Conniver-in-chief

September 17, 2007

I have not been reticent about my belief that George W. Bush is an evil man with no loyalty to the United States of America or the U.S. Constitution, that he has never been a conservative and that he is arguably worse than any past U.S. president except Franklin Delano Roosevelt, Woodrow Wilson and Abraham Lincoln.

All that being said, I have always looked on with bemusement as the increasingly unhinged left wing of the Democratic party has raged irrationally about this supposedly "conservative" president. But after his comments about the state of the Iraqi occupation last week, I began to understand how incredibly infuriating the president's blithe and unblinking lying can be.

In his response to Gen. Petraeus's predictably optimistic report, George W. Bush declared:

The success of a free Iraq is critical to the security of the United States. ... Whatever political party you belong to, whatever your position on Iraq, we should be able to agree that America has a vital interest in preventing chaos and providing hope in the Middle East.

That is pure and utter hogwash. America has a vital interest in protecting its borders from invasion by foreign armies... and millions of Mexicans. It has a vital interest in protecting its citizens' liberties from terrorists... and excessive federal government power. But a free Iraq is not only not critical to the security of the United States, it is arguably more dangerous to that security than a non-free one; that is why the neocons are currently mulling over the possibility of overthrowing the free, elected Maliki government in favor of a puppet regime that is less amenable to Iran.

Chaos in the Middle East is actually in America's interest; the global jihad is not likely to be very interested in shooting up shopping malls in Topeka or bombing office buildings in Manhattan when more tempting prizes are up for grabs in Iraq. "Divide" is an integral component of "divide and conquer," after all, the only thing more dangerous than a free and united Shiite Iraq allied with Iran is a free and united Sunni Iraq allied with Saudi Arabia. And "providing hope" is not a vital American interest anywhere, least of all in the Middle East.

The truth is that "the splurge," as the soldiers call it, is not going well. Insurgent violence always decreases in the face of overwhelming force, but this is only a temporary measure and the violence has increased in areas outside the reinforced zones, just as Mao's guerilla doctrine dictates. Once the surge ends, the violence will return. In a discussion about this tactical irrelevancy last week on the blog, one Iraq veteran commented:

Spent more than two years in Iraq and most likely will have to do 15 more months unless it goes back to 12-month rotations after "the splurge" is reduced. There is absolutely NO chance of success there! None!

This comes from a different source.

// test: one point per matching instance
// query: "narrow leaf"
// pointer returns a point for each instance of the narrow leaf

The reason a troop reinforcement is irrelevant is that it is merely a temporary and tactical measure which cannot even begin to compensate for the complete strategic disaster that the occupation was always bound to be. Removing Hussein from power was strategically feasible for a great military power, magically converting Shiite war leaders into 18th century Christian gentlemen is not. Middle Eastern democracy is a non-starter, we'll be fortunate if our own perverted form of strictly limited democracy survives another two decades.

Alan Greenspan let the cat out of the bag, albeit in an indirect manner. He asserted that the occupation is a function of the administration's desire for oil, specifically, oil priced in dollars. Given that Greenspan was the gentleman responsible for creating the dollars with which Iraqi oil could be purchased until Hussein declared otherwise in late 2000, chances are that he has a pretty good notion of what he's talking about here. This means that the drums presently beating for war with Iran most likely have more to do with the plunging dollar and Iran's recent announcement that its oil would henceforth be priced in Euros instead of anything relating to Israel or those sneaky, invisible WMDs which have presumably now migrated across the Iran-Iraq border.

"Follow the money" is the policeman's policy when searching for the motive underlying a murder. No doubt future historians will find that to be a useful motto when investigating the reasons for the seemingly insane actions of the corrupt Bush administration too.